Re: [PATCH x86/entry: Force rcu_irq_enter() when in idle task

From: "Paul E. McKenney" <paulmck@kernel.org>
To: Thomas Gleixner <tglx@linutronix.de>
Cc: LKML <linux-kernel@vger.kernel.org>,
	rcu@vger.kernel.org, Andrew Lutomirski <luto@kernel.org>,
	X86 ML <x86@kernel.org>,
	Frederic Weisbecker <frederic@kernel.org>,
	Steven Rostedt <rostedt@goodmis.org>,
	Joel Fernandes <joel@joelfernandes.org>,
	Mathieu Desnoyers <mathieu.desnoyers@efficios.com>,
	Will Deacon <will@kernel.org>,
	Peter Zijlstra <peterz@infradead.org>
Subject: Re: [PATCH x86/entry: Force rcu_irq_enter() when in idle task
Date: Fri, 12 Jun 2020 12:19:21 -0700	[thread overview]
Message-ID: <20200612191921.GA18255@paulmck-ThinkPad-P72> (raw)
In-Reply-To: <20200612174953.GA19188@paulmck-ThinkPad-P72>

On Fri, Jun 12, 2020 at 10:49:53AM -0700, Paul E. McKenney wrote:
> On Fri, Jun 12, 2020 at 03:55:00PM +0200, Thomas Gleixner wrote:
> > The idea of conditionally calling into rcu_irq_enter() only when RCU is
> > not watching turned out to be not completely thought through.
> > 
> > Paul noticed occasional premature end of grace periods in RCU torture
> > testing. Bisection led to the commit which made the invocation of
> > rcu_irq_enter() conditional on !rcu_is_watching().
> > 
> > It turned out that this conditional breaks RCU assumptions about the idle
> > task when the scheduler tick happens to be a nested interrupt. Nested
> > interrupts can happen when the first interrupt invokes softirq processing
> > on return which enables interrupts.

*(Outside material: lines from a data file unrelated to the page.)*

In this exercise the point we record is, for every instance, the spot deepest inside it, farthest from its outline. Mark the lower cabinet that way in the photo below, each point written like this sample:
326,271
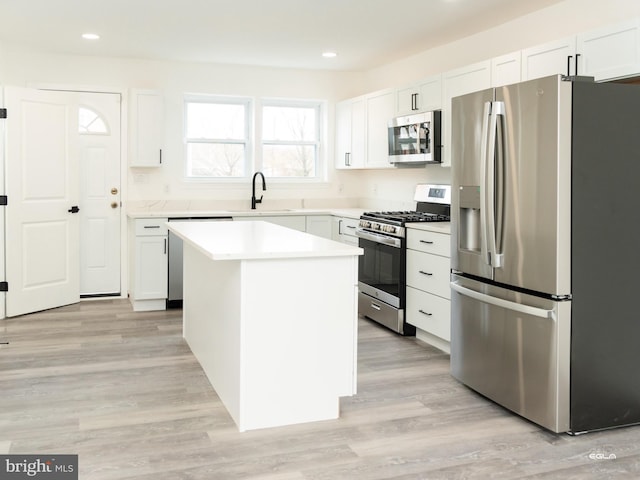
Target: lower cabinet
428,295
344,230
148,251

If that nested tick interrupt does not
> > invoke rcu_irq_enter() then the nest accounting in RCU claims that this is
> > the first interrupt which might mark a quiescient state and end grace
> > periods prematurely.
> 
> For this last sentence, how about the following?
> 
> If that nested tick interrupt does not invoke rcu_irq_enter() then the
> RCU's irq-nesting checks will believe that this interrupt came directly
> from idle, which will cause RCU to report a quiescent state.  Because
> this interrupt instead came from a softirq handler which might have
> been executing an RCU read-side critical section, this can cause the
> grace period to end prematurely.
> 
> > Change the condition from !rcu_is_watching() to is_idle_task(current) which
> > enforces that interrupts in the idle task unconditionally invoke
> > rcu_irq_enter() independent of the RCU state.
> > 
> > This is also correct vs. user mode entries in NOHZ full scenarios because
> > user mode entries bring RCU out of EQS and force the RCU irq nesting state
> > accounting to nested. As only the first interrupt can enter from user mode
> > a nested tick interrupt will enter from kernel mode and as the nesting
> > state accounting is forced to nesting it will not do anything stupid even
> > if rcu_irq_enter() has not been invoked.
> 
> On the testing front, just like with my busted patch yesterday, this
> patch breaks the TASKS03 rcutorture scenario by preventing the Tasks
> RCU grace periods from ever completing.  However, this is an unusual
> configuration with NO_HZ_FULL and one CPU actually being nohz_full.
> The more conventional TASKS01 and TASKS02 scenarios do just fine.
> 
> I will therefore address this issue in a follow-on patch.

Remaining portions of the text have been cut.